Narcissus flowers have something very uplifting for our eyes, heart and nose. It’s not from the common species we find everywhere that we extract its perfume, but from the wild Narcissus Poeticus which grows in France. It is more refined and extremely fragrant. The narcissus absolute is one of the rarest and most expensive extracts found in perfumery, because you only obtain 1kg of the precious extract out of an entire field of flowers! (1500kg of flowers = 800,000 flowers!). It’s liquid gold…
It is not from the flowers but from the roots that the precious orris extracts are obtained. The orris butter, oil and absolute are some of the most expensive ingredients used in perfumery due to their long extraction process. It takes 3 to 5 years to the drying roots to mature and produce the star component: Irone. Orris extract smells powdery, fatty buttery, earthy and is often associated to the smell of violet
Is quite the sticky thing! Labdanum absolute is a dark brown gum and is a wonderful ingredient if you manage to manipulate it. It is extracted from the fragrant sap of a Mediterranean shrub called Cistus. The extract has a balsamic, amber, leathery, a touch aromatic and animals scent and is traditionally used in oriental notes.
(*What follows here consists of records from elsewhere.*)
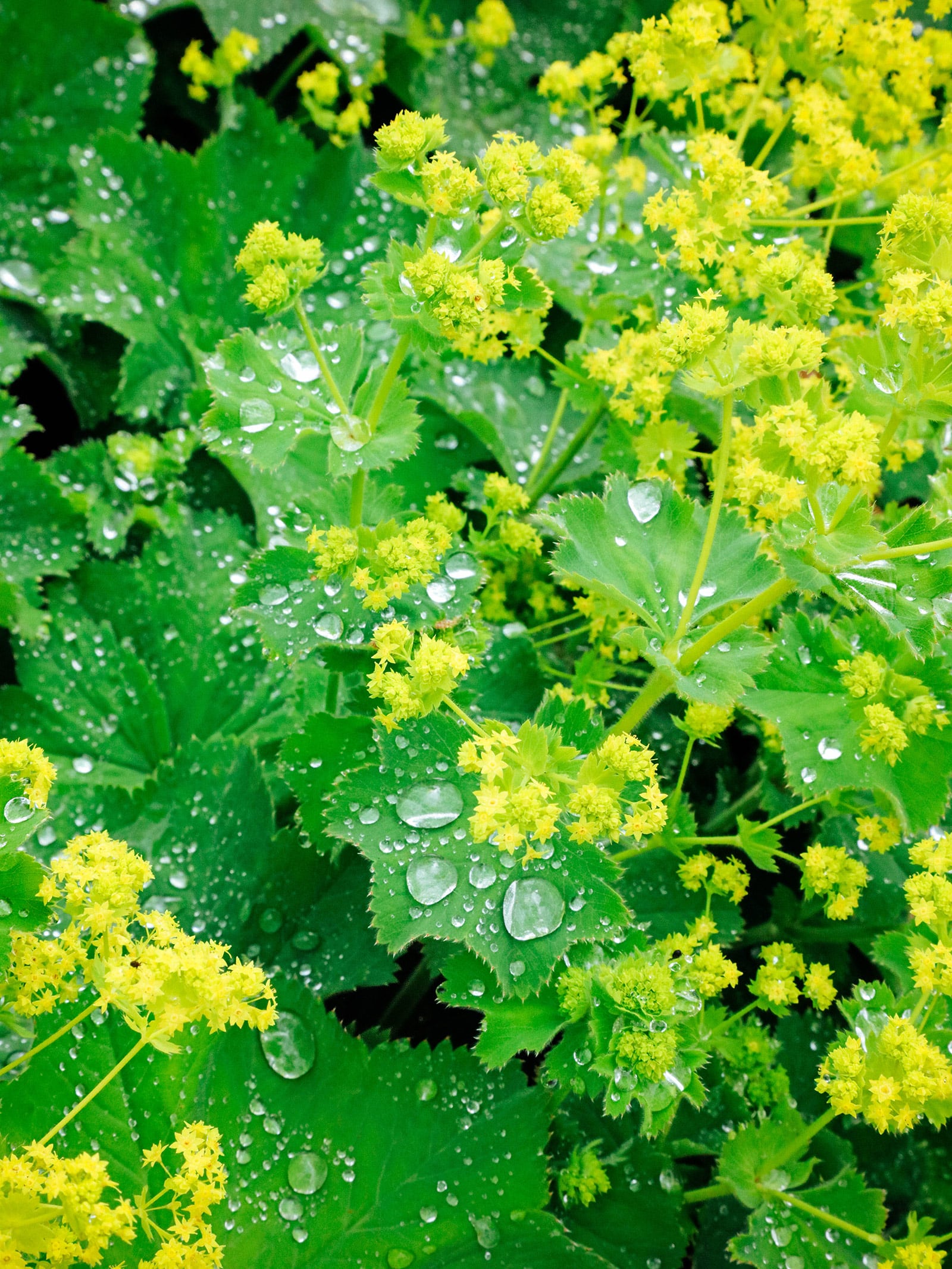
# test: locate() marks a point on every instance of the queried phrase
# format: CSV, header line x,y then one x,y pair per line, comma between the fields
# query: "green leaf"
x,y
71,70
778,1232
160,268
484,892
821,723
638,547
311,760
144,655
509,1026
640,1220
268,390
40,532
509,408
The colour of perfume concentrate – made of of a blend of pure natural extracts and other synthetic perfumery ingredients – has an hypnotising hue. Like other oils, it shimmers with gold and silver, and has a tone that varies between transparent and brown.
The smell of freesia is transparent, fresh, green, lemony and spicy. Its odour cannot be extracted in perfumery but is instead reconstituted by perfumers using a large quantity of ethyl linalol and linalol and touches of green notes and other transparent floral ingredients. Linalol is a compound naturally present in flowers and is the main component of freesia. In fact, in some species, it is found at above 90%! Which is why freesia smells of linalol and vice versa. Nature is chemistry…
EAU DE TOILETTE vs EAU DE PARFUM
A fragrance is made out of the concentrate (or oil): the pure blend of ingredients (what smells) and alcohol (the carrier). EdT is generally concentrated at 10 to 12% in alcohol, which means that in any 100ml of your perfume, you have 10ml (or 12) of the pure oil while the rest is alcohol. EdP is generally concentrated around 15% and the same logic applies. However, nowadays, EdT and EdP are very often different fragrances, with EdP being a more intense version than EdT, for instance, woodier, more amber and sweeter.